No obstante, la paleta cromática desplegada ahora por un lenguaje técnico, controlado por el registro digital, por una nueva gramática alejada de obsolescencias analógicas, sitúan a la imagen digital en una nueva cosificación. Un proceso de investigación en la que se asienta la obra de Tortosa, la construcción de la piel del arte digital; es decir transformar un determinado “vocablo” técnico en una imagen culta, transferir la imagen digital al óleo, al barniz o al latex, puede significar mucho más de lo que ese elemento convencionalmente significa, vuelvo a decir, un nuevo lenguaje que se “estetiza” mediante el Arte, una gramática que adquiera fuerza artística, no por si misma, sino en relación al contexto, en el que se vuelve gesto, relato, acción, narración.
Trazo a trazo, instante a instante el puzle se recompone, las piezas encajan dentro de una realidad que abarca un universo al completo.

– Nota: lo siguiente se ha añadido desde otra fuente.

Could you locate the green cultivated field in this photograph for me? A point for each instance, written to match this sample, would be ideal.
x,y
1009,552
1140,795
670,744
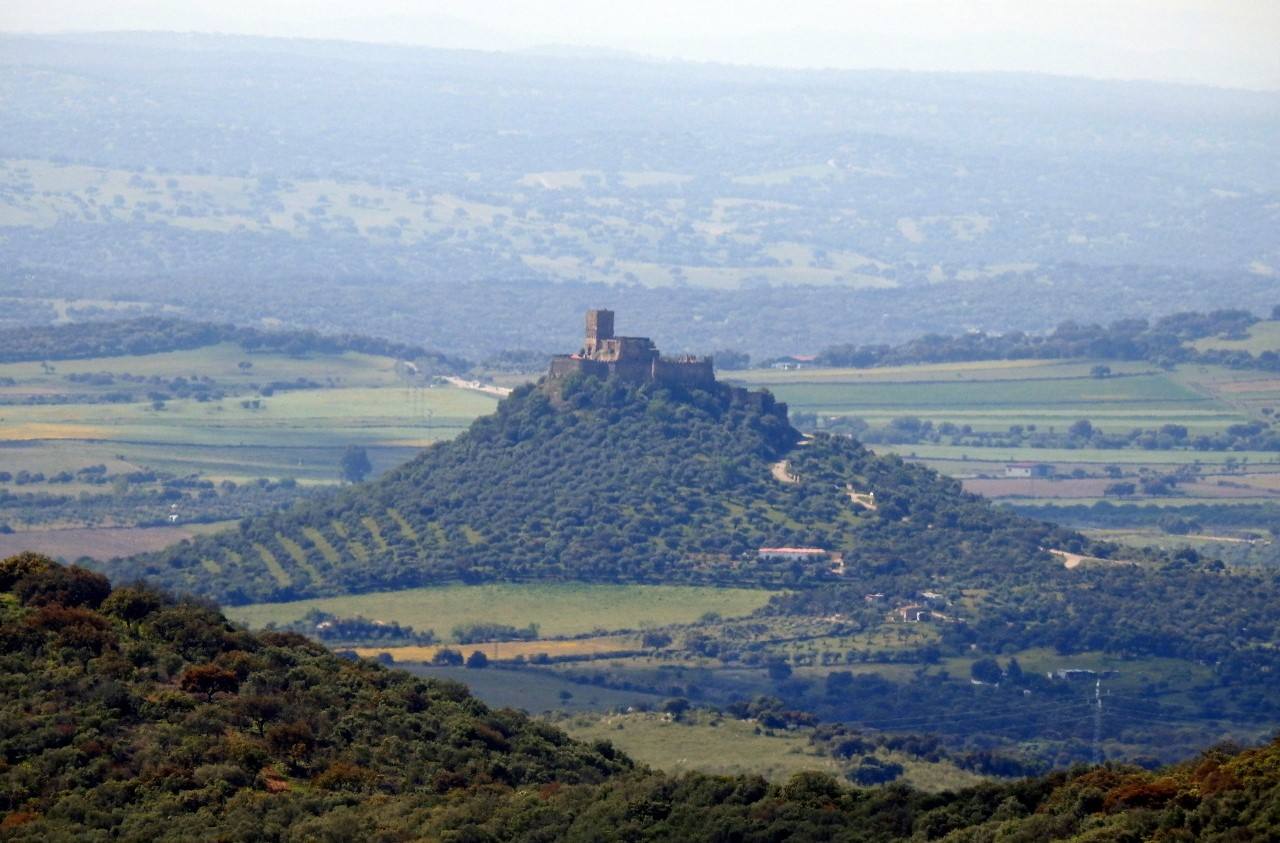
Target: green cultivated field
x,y
356,399
1051,395
730,747
558,609
535,691
1261,338
995,395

La obra adquiere la franqueza de la pintura de forma admirable; mediante su dermis, el cuestionamiento de lo que parece incuestionable se replantea de nuevo. Y lo que estamos acostumbrados a ver -diría Perec-, aparece aquí de una manera ligeramente nueva, desconcertante para la mirada y el espíritu. Importa poco que estas imágenes sean, aquí fragmentarias, indicativas de un nuevo método, o un proyecto. Sin embargo, importa mucho que parezcan triviales e insignificantes: “es precisamente lo que las hace tan esenciales o más que muchas otras a través de las cuales tratamos en vano de captar nuestra verdad”.